Morocco night club


Known Name(s)

Morocco night club

Address

109 N. Henry Roanoke, VA

Physical Status

Extant

Description

This two-story brick building features brick quoins that separate the three bays and a heavy comice with modillions below the brick parapet. Brick soldier rows and stuccoed end blocks accent the window openings on the second story. The first story originally featured offices and retail spaces. 

Detailed History

The Morocco Night Club Club was originally built as the Strand Theater. It was there, in the early to mid 1920s, that one of the first African-American filmmakers, Oscar Micheaux, had an office for his production company, the Oscar Micheaux Film Corporation. After producing several films in Roanoke, Micheaux moved to New York to continue producing and the Strand Theater took a new name “The Lincoln Theater.” The theater eventually became the Morocco Club and the Ebony Club, which were African-American dance clubs serving the surrounding Gainsboro neighborhood. The urban renewal of the 1960s and 1970s marked the decline of the central business district of Henry Street and the eventual closing of the once vibrant Club.

The Strand Theater is a contributing structure listed in the Henry Street Historic District National Register nomination: "The Strand Theatre was constructed at 109 Henry Street in 1922-1923 by Albert F. Brooks and C. Tiffany Tolliver, members of the same corporation that owned the Hampton Theatre. The original announcement of the theater's construction indicated that it would be named "The Dunbar" and would have a seating capacity of 1,000 with an estimated cost between $15,00 and $20,000 (The Roanoke Times, 811 111922). A later announcement of its opening in a Pittsburgh paper on September 3, 1922 referred to the theater as "The Strand" and reported that the "new theater has a capacity of 703 persons, is handsomely decorated and equipped with organ and modem projecting machines" (Bamett: files). After closing as a movie theater in 1933, the theater became a venue for some of the best-known jazz and rock-and-roll musicians of the time. The theater was subsequently known as the Lincoln, (1930s), the Morocco Club in the 1950s and the Ebony Club from the 1960s to the present. While playing at the theater or other locations in Roanoke, the majority of these great African-American jazz musicians and other entertainers stayed at the Hotel Dumas over the years, including Duke Ellington, Count Basie, Fats Waller, and Ethel Waters, Cab Calloway, Lionel Hampton, Fats Domino, Dizzy Gillespie and the Harlem Globetrotters. The influence of the theatericlub can also be seen in the establishment of the Kaiser Music Store at 105 Henry Street in the late 1950s. After standing vacant for a number of years, the theater building was purchased by its present owner, the Roanoke Redevelopment and Housing Authority. The Ebony Club was listed on the Most Endangered Sites list by the Roanoke Valley Preservation Foundation and the Preservation Alliance of Virginia in 2000.

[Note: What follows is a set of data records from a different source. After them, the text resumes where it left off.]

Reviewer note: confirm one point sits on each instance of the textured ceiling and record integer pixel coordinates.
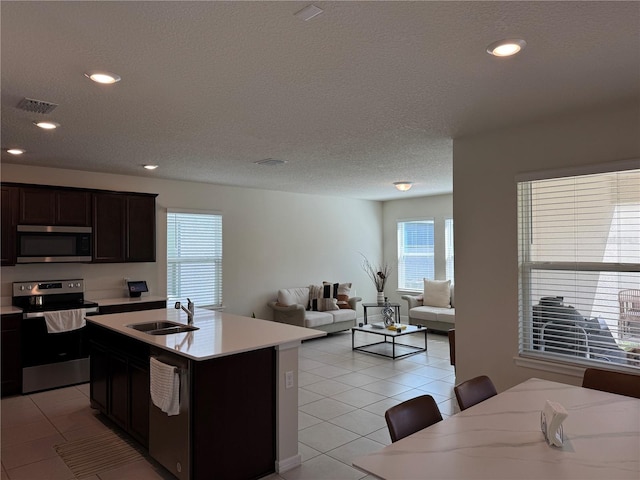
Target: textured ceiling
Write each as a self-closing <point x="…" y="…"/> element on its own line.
<point x="363" y="95"/>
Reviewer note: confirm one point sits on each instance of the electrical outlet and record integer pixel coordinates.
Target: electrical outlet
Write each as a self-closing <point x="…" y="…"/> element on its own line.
<point x="288" y="379"/>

The Strand Theatre played another significant role in black history as the location of Oscar Micheaux's film company between 1924 and 1925. Micheaux was one of the nation's first black filmmakers with his own film production and distribution company. Micheaux began his career as a film writer, producer and distributor in 1919 with the debut of his first film "The Homesteader." In 1921, Micheaux made his first trip to Roanoke and began making films on location in the neighborhood in 1922. He operated the Oscar Micheaux Film Corporation out of the Strand Theater from 1924 until 1925. Local investors in the film company included Albert F. Brooks, C. Tiffany Tolliver, W.B.F. Crowell, J.T. Hughes, W.B. Hunter, and The Pentecost family (Barnett and Kern). During the period 1922-1925, he made a total of eight films using nationally known as well as local actors and settings from the Gainsboro neighborhood (Bamett and Kern; Preservation Alliance of Virginia: 13). After leaving Roanoke for New York, he went on to make approximately 35 films that provided non-stereotypical portrayals of AfricanAmerican life before his career ended in 1948. Micheaux has a star on the Hollywood Walk of Fame and the Producers Guild of American Film has honored him with an award in his name." 

According to historian Jordan Bell, in a May 2021 interview with Restoration Housing, Albert F. Brooks of Brooks Pharmacy built the Morocco, which locals in the Gainsboro community best knew as the Strand. Performers here included Dizzy Gillespie, Count Basie, Cab Calloway, Fats Domino, and Lena Horne. Most performers stayed at the nearby Dumas Hotel. Others who stayed at the Dumas included James Brown, Little Richard, Ella Fitzgerald, and Duke Ellington.

The three-block Henry Street held a variety of over 200 businesses and was a vibrant African-American community often compared to the Harlem Renaissance. Late 1960s, early 1970s urban renewal decimated the community. Properties were seized by eminent domain, buildings were bulldozed, and road changes cut Henry Street off from downtown Roanoke.